Despite these improvements, there is still much less research done on bisexual issues than on those of gay and lesbian people. In the last decade, there was three times as much research done on topics related to gay or lesbian issues than on bisexuality, suggesting only modest improvements relative to the previous two decades (four times and five times as much research on gay and lesbian topics, respectively).
Having said that, we find the research that’s being done on bisexual+ issues to be really exciting. For example, Dr. Brian Feinstein, at Northwestern University, is studying the dating challenges and pressures faced by bi+ folks, while Dr. Lauren Beach, at the same university, is looking at the impacts of social and medical signals on bi+ folks who are living with chronic medical conditions3. The research that is being done has high potential for supporting all of us—as we learn more about bisexuality, we can get better at understanding and resolving the many emotional, health, and discrimination disparities and challenges faced by our community.
We’re optimistic that our societies’ increasing familiarity with bi+ identities, and especially with continuous rather than categorical ideas about genders and sexual identities, will help decrease discrimination against bi+ folks, decrease internalized biphobia that many of us experience, and increase research on bisexuality. But this will be a long process. While we take the time to absorb, reflect on, and share these deep societal changes, there are a few specific steps we can take to improve things in the short term, too. For example, when collecting sensitive information, we should allow folks to self-identify their sexuality, sex and gender using their own words, without prompts (such as providing a blank box to fill in for “sexuality,” rather than using a drop-down menu of options)4. And when we’re answering survey questions ourselves, we can choose to select “another identity not listed above” and provide a written response when we aren’t happy with the identity options made available—the more people do this, the more quickly institutions will adopt diverse and inclusive language.

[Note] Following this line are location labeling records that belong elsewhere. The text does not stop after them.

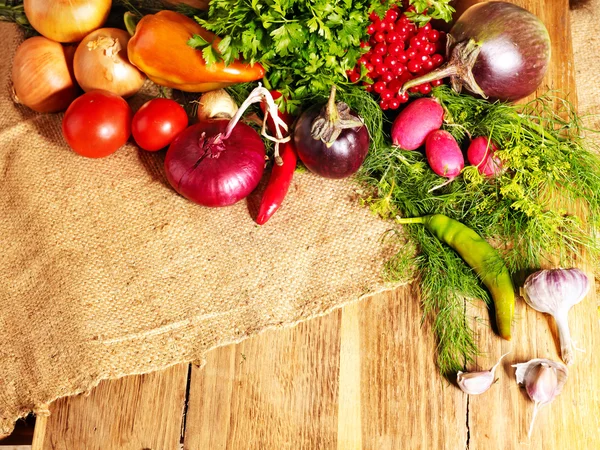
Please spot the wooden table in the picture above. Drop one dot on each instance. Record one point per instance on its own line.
(361, 377)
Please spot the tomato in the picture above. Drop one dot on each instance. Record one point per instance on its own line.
(157, 123)
(97, 124)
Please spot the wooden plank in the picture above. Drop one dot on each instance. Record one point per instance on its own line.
(405, 402)
(131, 413)
(500, 418)
(277, 390)
(367, 380)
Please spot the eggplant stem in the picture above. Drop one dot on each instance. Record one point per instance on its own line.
(332, 112)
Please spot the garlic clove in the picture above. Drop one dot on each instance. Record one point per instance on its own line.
(555, 292)
(543, 380)
(474, 383)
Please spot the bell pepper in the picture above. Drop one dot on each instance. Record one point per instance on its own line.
(159, 49)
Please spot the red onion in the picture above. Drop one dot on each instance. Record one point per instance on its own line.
(497, 50)
(219, 162)
(331, 140)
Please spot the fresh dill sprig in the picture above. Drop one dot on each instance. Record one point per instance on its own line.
(544, 154)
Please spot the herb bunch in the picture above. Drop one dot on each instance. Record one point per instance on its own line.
(305, 45)
(543, 152)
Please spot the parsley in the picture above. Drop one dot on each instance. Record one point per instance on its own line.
(305, 45)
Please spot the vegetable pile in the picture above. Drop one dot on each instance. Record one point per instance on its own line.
(345, 88)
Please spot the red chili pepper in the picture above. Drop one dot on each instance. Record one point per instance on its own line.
(281, 175)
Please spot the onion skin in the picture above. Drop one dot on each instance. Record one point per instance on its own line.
(101, 63)
(42, 75)
(66, 20)
(496, 50)
(219, 178)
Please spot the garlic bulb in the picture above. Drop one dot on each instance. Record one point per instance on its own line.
(554, 292)
(543, 379)
(474, 383)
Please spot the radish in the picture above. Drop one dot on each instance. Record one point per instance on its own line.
(415, 122)
(444, 155)
(483, 156)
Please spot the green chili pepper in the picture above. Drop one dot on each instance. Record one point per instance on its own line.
(482, 258)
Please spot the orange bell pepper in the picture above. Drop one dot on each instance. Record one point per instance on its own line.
(159, 49)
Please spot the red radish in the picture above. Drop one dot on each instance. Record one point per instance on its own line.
(415, 122)
(483, 156)
(443, 154)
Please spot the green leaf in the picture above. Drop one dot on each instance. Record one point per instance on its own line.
(197, 42)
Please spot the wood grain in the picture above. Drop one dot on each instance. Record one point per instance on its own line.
(361, 377)
(131, 413)
(278, 390)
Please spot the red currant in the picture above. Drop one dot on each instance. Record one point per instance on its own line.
(387, 95)
(391, 15)
(380, 49)
(395, 85)
(413, 66)
(437, 59)
(394, 49)
(416, 43)
(425, 88)
(379, 87)
(387, 77)
(394, 103)
(391, 38)
(380, 69)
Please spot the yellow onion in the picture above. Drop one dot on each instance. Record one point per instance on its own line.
(101, 63)
(42, 75)
(66, 20)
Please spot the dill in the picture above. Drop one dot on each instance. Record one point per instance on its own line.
(544, 153)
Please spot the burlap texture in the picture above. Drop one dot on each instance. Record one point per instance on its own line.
(106, 271)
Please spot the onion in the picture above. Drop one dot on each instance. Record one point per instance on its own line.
(210, 170)
(331, 140)
(66, 20)
(101, 63)
(496, 50)
(42, 75)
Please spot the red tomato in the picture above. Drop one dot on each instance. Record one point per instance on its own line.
(97, 124)
(157, 123)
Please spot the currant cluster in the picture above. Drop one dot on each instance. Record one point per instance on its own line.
(396, 52)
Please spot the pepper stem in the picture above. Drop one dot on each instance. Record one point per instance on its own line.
(130, 22)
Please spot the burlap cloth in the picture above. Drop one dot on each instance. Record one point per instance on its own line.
(105, 271)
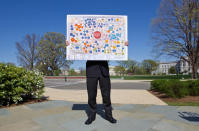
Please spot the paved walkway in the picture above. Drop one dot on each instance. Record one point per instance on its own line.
(119, 96)
(70, 116)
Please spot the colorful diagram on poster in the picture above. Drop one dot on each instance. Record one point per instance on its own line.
(97, 37)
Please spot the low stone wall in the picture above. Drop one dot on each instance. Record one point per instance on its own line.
(65, 77)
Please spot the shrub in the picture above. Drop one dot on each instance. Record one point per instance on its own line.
(17, 83)
(176, 88)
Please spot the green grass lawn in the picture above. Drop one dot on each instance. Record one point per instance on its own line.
(183, 103)
(150, 77)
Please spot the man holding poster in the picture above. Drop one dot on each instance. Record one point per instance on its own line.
(97, 38)
(98, 70)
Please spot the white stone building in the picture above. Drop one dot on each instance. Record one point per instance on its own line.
(181, 66)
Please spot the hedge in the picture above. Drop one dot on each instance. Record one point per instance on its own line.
(176, 88)
(17, 83)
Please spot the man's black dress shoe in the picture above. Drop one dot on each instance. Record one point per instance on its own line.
(111, 119)
(91, 118)
(89, 121)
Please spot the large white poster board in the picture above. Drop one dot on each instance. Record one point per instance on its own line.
(97, 37)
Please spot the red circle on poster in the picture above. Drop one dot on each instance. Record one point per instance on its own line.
(97, 34)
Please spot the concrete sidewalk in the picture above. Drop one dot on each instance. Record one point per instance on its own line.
(70, 116)
(118, 96)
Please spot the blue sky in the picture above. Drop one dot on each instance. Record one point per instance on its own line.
(21, 17)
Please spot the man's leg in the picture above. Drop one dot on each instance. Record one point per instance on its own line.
(105, 86)
(92, 93)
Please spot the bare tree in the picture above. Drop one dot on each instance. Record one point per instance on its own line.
(52, 53)
(27, 52)
(175, 31)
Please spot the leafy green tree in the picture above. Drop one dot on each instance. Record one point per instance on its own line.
(172, 70)
(27, 52)
(176, 31)
(149, 66)
(52, 53)
(72, 72)
(119, 70)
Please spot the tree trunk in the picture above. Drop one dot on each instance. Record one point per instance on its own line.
(194, 71)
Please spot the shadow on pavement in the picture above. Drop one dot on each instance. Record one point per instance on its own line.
(100, 109)
(190, 116)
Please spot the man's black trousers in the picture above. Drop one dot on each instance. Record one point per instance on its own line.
(105, 86)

1 In this essay we use the terms “LGBT” and “bisexual” to mirror those used by the Gallup poll and much of the academic literature. We recognize that these terms do not include all people with same or multigender attraction. U.S. LGBT Identification Steady at 7.2% (gallup.com).
2 Searches using Web of Science Core Collection, April 12 2023. Papers that include the term “bisexual”: 1900-1993 =654 papers (out of 64,396,187 total archived by Web of Science for this time period); 1993-2003 = 2,185 (10,025,113); 2003-2013 = 4,870 (17,990,152); 2013-2023 = 13,696 (28,599,565).
3 Research Spotlight: Drs. Brian Feinstein and Lauren Beach – Bisexual Resource Center (biresource.org).